当前位置:网站首页>Introduction to redis - Chapter 1 - data structures and objects - simple dynamic string (SDS)

Introduction to redis - Chapter 1 - data structures and objects - simple dynamic string (SDS)

2022-06-23 11:44:00 tiger’s bytes

Simple dynamic string (simple dynamic string)( Abbreviation SDS ) yes Redis The default string representation of , stay Redis Inside ,C The string will only be used as a string literal where there is no need to modify the string value .

struct sdshdr {
  int  len;   //  Number of bytes used by the byte array , At the end of the  '\0'  The terminator does not count , This null character is transparent to the user , Its space allocation and addition are made by  SDS  The function does that automatically , Follow tail add  '\0'  The benefits of the terminator are ,SDS  You can use some directly  C  Functions in string function library 
  int  free;  //  Number of bytes unused in the byte array 
  char buf[]; //  Byte array , Used to hold  SDS 
}

SDS Can be in O(1) Time complexity gets its own length , At the same time, we are modifying SDS Content time ,SDS API Will automatically check SDS Whether the byte array of is enough to store the modified contents , If not enough ,API It will be automatically expanded , Eliminate the possibility of buffer overflow .

because C A string does not record its own length , So for one that contains N A character C String , The underlying implementation of this string is always a N + 1 An array of characters ( An extra character space is used to save empty characters '\0' ). because C This correlation exists between the length of the string and the length of the underlying array , So every increase or decrease C character string , The program always has to save this C The underlying array of the string performs a memory reallocation operation , Otherwise, memory overflow or memory leak will occur .

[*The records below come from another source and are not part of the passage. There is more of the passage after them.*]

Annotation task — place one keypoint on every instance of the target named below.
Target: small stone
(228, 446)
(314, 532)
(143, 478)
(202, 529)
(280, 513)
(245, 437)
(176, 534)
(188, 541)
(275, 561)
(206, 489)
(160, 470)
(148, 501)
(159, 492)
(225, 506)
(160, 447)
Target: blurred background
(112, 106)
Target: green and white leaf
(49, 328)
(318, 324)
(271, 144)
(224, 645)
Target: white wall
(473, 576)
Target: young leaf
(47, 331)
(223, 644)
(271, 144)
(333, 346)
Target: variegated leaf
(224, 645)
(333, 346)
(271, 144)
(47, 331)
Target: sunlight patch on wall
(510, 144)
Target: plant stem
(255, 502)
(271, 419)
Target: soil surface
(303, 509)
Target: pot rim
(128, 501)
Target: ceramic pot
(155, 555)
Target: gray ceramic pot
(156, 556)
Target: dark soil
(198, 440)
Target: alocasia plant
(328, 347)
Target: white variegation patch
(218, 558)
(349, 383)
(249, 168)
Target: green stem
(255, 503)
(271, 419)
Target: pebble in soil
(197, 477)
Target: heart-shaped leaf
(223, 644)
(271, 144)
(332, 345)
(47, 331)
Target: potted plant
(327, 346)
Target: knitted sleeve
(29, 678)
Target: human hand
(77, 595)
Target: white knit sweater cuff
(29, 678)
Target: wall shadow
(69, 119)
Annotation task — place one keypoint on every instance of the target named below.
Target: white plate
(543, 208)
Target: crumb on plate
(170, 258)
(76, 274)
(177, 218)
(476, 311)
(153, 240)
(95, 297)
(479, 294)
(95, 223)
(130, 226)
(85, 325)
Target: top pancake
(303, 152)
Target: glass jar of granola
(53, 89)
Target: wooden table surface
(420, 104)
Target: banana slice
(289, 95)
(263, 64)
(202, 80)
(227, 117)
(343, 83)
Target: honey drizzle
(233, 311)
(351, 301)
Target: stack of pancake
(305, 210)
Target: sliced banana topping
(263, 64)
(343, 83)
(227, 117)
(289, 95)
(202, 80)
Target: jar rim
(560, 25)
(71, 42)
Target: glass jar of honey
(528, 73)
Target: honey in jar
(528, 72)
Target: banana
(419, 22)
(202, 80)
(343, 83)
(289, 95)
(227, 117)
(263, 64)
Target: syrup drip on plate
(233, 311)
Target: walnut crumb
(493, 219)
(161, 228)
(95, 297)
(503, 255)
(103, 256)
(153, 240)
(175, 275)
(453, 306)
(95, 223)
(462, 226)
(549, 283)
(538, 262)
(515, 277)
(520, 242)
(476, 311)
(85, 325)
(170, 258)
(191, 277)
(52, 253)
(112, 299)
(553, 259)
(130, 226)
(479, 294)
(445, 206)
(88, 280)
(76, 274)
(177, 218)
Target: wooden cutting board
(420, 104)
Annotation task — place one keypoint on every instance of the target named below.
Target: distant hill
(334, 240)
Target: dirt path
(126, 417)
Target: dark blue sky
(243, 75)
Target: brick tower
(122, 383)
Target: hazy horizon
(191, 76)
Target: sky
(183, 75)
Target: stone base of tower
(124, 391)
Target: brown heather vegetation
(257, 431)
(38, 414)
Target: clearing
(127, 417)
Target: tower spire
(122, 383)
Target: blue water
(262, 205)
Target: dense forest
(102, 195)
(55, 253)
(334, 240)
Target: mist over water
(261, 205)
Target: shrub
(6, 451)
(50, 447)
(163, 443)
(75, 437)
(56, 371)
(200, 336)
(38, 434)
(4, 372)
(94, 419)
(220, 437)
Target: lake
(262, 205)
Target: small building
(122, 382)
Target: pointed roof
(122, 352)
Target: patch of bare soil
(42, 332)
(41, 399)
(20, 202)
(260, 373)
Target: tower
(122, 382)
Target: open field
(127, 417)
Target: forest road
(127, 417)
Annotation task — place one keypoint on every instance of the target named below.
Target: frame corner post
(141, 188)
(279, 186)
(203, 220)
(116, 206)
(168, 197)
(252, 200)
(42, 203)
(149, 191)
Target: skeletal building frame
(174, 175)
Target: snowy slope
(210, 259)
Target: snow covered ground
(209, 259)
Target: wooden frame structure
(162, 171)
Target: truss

In a normal program , If modifying the length of a string is less common , So it's acceptable to perform a memory reallocation with each modification , however Redis As a database , It's often used for speed requirements 、 Where data is frequently modified , If you have to perform a memory reallocation every time you modify the string , Then the time of memory reallocation alone will take up a large part of the time of modifying the string , If this modification happens frequently , There may also be a performance impact . for fear of C String this flaw ,SDS Uncorrelating string length with underlying array length through unused space , stay SDS in ,buf The length of an array is not necessarily the number of characters plus one , The array can contain unused bytes , And the number of these bytes is determined by SDS Of free Property record , Unused bytes through byte array (free) This member variable ,SDS Two optimization strategies of space preallocation and lazy space release are realized .

Space is pre-allocated for optimization SDS Byte array growth operation , When SDS Of API To a SDS  Make changes , And when capacity expansion is required , Not only will the program be SDS Allocate the necessary space , Also for SDS Allocate free space . among , The extra free space allocated is determined by the following policy :

  • If after expansion len Will be less than 1 MB , Then the allocated free space will be the same as len It's the same size , namely free be equal to len, Now buf The actual byte size of the array is free + len + 1.
  • If after expansion len Will be bigger than the 1 MB , Then the allocated free space is 1MB size .

Lazy space release for optimization SDS String shortening operation , When SDS Of API When you need to shorten the saved string , The program does not immediately try to reallocate memory to reclaim extra bytes , But use free Property records the number of these bytes , And wait for future use . meanwhile ,SDS The corresponding API , So that when we need to , The real release SDS Of free space , So don't worry about the memory waste caused by the idle space release strategy .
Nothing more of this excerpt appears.